Este comentario, estoy seguro tendrá errores, por lo que me encantaría que me los hicieran ver para que todos nos ayudemos mutuamente.

Saludos,

Felipe G. Flores

10 comentarios sobre “Hablando de cómo ayudar al prójimo”

  1. Efectivamente querido amigo. Por eso es que hay que ayudarles a que encuentren su rumbo y la forma de lograrlo es un paso a la vez. Siento orgullo al mencionar que cada vez son más las que personas que me preguntan acerca del noajismo y cómo llevar una mejor vida. Parece increíble pero los resultados son palpables, las personas están sedientas de encontrar la verdad y es sumamente gratificante poder darles un empujón hacia la senda correcta.

    Ahora, todos tenemos que hacerlo, como bien decía usted. Vuelvo a tomar el ejemplo de Abraham, quien invitaba a los viajeros a su tienda y les trataba con todo el esmero, sin importar si se veían solventes o polvorientos y que luego comenzaba a hablarles del monoteísmo.

    Lo que es importante recalcar es que no andaba predicando e imponiendo su punto de vista, sino que, con su buen y loable actuar, demostraba ser un hombre de Dios y por lo tanto ellos mismos sentían esa paz espiritual.

    Nosotros, en un plano mucho más inferior, aún así podemos ayudar. Comenzando por dar un consejo verdadero a quien lo necesita y poco a poco adentrarlos en el maravilloso mundo del monoteísmo. Un paso a la vez, pero sin detenernos y siempre con firmeza mas no con altanería.

  2. Por cierto, cuando menciono que siento orgullo no es por saciar mi ego, sino porque me siento feliz de que las personas estén dejando de lado las máscaras para buscar y acoger la verdad, no por sentimientos egoístas sino por motivos superiores que van más allá de saciar un mísero ego entre siete mil millones más.

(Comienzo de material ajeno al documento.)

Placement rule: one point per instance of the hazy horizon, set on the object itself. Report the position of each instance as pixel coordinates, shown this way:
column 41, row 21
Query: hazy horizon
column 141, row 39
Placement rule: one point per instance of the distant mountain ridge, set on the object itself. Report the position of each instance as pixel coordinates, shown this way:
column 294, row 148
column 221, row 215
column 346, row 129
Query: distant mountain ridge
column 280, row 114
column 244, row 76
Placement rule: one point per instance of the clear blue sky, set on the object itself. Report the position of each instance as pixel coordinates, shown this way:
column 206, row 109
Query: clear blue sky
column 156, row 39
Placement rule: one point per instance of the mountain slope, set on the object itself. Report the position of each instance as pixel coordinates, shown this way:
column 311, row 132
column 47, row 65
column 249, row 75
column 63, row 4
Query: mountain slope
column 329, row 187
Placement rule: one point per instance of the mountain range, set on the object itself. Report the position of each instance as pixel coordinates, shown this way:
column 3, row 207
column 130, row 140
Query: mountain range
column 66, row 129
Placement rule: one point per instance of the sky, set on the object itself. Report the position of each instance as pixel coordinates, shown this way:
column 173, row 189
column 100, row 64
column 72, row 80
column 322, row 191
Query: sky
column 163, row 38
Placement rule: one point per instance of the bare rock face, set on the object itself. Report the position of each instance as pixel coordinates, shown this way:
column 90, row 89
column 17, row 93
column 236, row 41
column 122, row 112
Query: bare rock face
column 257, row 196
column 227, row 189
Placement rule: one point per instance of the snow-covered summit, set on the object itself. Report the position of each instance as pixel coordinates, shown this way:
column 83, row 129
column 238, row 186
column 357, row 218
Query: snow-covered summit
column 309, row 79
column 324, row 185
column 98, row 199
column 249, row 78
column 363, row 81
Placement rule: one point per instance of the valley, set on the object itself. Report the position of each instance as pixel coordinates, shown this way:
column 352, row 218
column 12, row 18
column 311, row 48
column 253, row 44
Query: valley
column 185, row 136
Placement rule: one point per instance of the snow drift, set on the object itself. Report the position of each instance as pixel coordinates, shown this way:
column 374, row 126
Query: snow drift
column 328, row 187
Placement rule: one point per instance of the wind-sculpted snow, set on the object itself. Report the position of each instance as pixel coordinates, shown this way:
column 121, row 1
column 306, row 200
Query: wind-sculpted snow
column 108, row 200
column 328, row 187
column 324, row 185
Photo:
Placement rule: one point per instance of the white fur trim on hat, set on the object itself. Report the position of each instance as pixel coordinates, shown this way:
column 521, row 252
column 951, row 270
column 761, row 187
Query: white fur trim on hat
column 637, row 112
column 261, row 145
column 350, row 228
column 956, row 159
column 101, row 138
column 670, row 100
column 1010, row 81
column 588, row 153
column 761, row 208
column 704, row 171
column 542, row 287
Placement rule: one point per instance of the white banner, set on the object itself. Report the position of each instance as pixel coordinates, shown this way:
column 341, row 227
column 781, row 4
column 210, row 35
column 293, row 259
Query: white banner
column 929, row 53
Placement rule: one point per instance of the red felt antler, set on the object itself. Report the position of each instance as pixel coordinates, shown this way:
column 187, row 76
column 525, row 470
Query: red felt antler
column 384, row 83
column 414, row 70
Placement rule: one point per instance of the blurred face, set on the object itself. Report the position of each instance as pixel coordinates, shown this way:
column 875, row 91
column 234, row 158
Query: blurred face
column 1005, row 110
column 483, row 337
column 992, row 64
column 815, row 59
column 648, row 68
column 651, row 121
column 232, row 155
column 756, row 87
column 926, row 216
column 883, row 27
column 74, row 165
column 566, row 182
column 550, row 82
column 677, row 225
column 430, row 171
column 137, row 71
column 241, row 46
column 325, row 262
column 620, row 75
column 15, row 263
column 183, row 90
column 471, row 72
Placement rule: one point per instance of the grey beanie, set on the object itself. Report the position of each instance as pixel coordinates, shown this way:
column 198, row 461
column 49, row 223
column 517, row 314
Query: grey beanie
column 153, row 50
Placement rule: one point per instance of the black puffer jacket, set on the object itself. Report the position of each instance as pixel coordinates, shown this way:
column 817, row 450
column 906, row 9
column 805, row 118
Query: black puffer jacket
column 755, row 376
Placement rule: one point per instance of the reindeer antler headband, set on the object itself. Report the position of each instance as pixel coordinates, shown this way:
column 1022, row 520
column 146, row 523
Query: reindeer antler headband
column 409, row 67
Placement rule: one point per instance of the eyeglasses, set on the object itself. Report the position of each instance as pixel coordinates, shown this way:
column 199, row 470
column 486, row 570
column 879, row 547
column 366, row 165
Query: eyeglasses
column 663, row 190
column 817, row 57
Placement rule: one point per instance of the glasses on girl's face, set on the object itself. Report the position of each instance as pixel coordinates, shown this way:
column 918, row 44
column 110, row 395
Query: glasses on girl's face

  3. Las personas tienden a asociar la palabra Noajidas como grupo religioso , lo cual es falso. Por lo general no utilizo este termino cuando comparto con alguna persona sobre el mismo. Comparto como los 7 pasos o reglas que debe adoptar todo gentil para «obtener beneficio» por asi decirlo , en el Mundo Venidero.

    Gracias Felipe a seguir trabajando mancomunadamente!

    Abrazos!

  4. Gracias por los tips, Felipe…

    Hay algo que se hace llamativo a los ojos del alma, ver al próximo siendo feliz con su identidad…

    entonces eso «que es llamativo» que quizás despierte múltiples reacciones producto del ego, (afinidad, interés, rechazo, crítica, molestia, …), un día, un buen día, será lo que todos alcancen, cuando venzan su ego y dediquen más tiempo a oír y acatar a su yo esencial.

    Pd: je je je yo también te imagino muy serio!, pero muy noájida!

  5. Je je je. Gracias Eli. Pues mi trabajo me obliga a ser más serio que los demás, no obstante, siempre hay un lugar para todo y una ocasión adecuada. Esperemos que las personas empiecen a encontrarse a sí mismas, el día que eso suceda habrá menos crímenes y más ayuda al prójimo.